The Magazine for Underwater Professionals
10th July 2018
Two men who stripped an estimated £150,000-worth of metal from UK shipwrecks, including the protected WW1 war grave HMS Hermes in the English Channel, have been jailed for fraud.
Experienced diver Nigel Ingram, 57, of Teynham in Kent, UK, and boat-owner John Blight, 58, of Winchelsea in East Sussex, UK, had denied the charges but were convicted on 22 June following a trial at Canterbury Crown Court.
The jury was told that French marine-surveillance officers had boarded Blight’s vessel De Bounty in French waters near the Hermes wreck in September 2014 while Ingram was carrying out a dive.
The Hermes battle-cruiser had been converted into an aircraft ferry and depot ship before the outbreak of war in 1914, but was sunk by a U-boat in the Dover Strait that October, with the loss of 44 lives.
Ingram and Blight were not detained by the French authorities but lifting equipment present on the vessel led them to examine the wreck three days later. The condenser was found to have been removed.
A criminal investigation was launched and referred to Kent Police. The UK’s Maritime & Coastguard Agency warned Ingram about failure to declare salvage to the Receiver of Wreck, after which he reported three port-holes from fishing vessels and chinaware.
But in early 2015 officers searched his home and found some 100 items of wreck of unknown origin, including ships’ bells, a torpedo-hatch and large quantities of metal ingots.
Records showed that Ingram had made frequent visits to the APM Metals scrapyard in Sittingbourne, Kent, between May 2012 and December 2015, depositing more than six tonnes of metal there. The visits corresponded with entries in a notebook titled “De Bounty Diver Recovery” found at his home.

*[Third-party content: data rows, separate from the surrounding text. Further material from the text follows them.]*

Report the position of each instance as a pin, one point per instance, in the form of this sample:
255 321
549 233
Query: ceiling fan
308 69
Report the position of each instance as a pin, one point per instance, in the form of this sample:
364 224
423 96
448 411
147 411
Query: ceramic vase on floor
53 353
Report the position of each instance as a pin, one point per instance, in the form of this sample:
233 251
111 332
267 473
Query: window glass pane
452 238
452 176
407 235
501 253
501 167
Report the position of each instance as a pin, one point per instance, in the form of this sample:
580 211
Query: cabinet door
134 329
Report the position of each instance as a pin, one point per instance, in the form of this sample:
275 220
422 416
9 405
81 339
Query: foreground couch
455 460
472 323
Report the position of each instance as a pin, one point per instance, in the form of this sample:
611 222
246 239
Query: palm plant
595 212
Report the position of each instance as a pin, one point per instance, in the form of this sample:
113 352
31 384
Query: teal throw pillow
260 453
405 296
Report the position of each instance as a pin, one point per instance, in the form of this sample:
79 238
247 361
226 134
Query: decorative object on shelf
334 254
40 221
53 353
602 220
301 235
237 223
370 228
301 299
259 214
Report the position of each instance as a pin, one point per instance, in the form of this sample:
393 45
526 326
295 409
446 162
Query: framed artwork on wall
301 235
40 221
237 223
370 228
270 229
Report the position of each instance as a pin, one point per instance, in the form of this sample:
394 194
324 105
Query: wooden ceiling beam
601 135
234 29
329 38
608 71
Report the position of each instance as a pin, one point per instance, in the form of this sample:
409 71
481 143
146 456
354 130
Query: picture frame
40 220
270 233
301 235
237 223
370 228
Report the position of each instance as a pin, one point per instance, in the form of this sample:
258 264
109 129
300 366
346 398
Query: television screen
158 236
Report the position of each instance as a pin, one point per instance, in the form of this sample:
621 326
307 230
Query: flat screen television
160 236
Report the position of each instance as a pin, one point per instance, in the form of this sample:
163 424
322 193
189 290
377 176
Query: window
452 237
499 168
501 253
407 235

Ingram had cashed a £5029 cheque from the scrap-merchant on 1 October 2014, the day after the French officers had boarded his boat. A safe containing £16,000 in cash was also found at his home.
According to the police the value of wreck collected but not reported to the Receiver of Wreck was estimated at more than £150,000.
Ingram, convicted of four counts of fraud and one of money-laundering, was sentenced to four years in prison, while Blight, found guilty of four counts of fraud, was given a 3.5-year jail-term.
“Nigel Ingram and John Blight worked together to retrieve metal from a sunken warship on the seabed in order to enrich themselves,” said Richard Link, from the Crown Prosecution Service.
“Both men knew of their legal obligations to declare wreck recovered from the seabed. Their failure to declare the metal in order to sell it on for profit not only meant that they were guilty of fraud but also resulted in irreparable damage to sites of historical importance,” he said.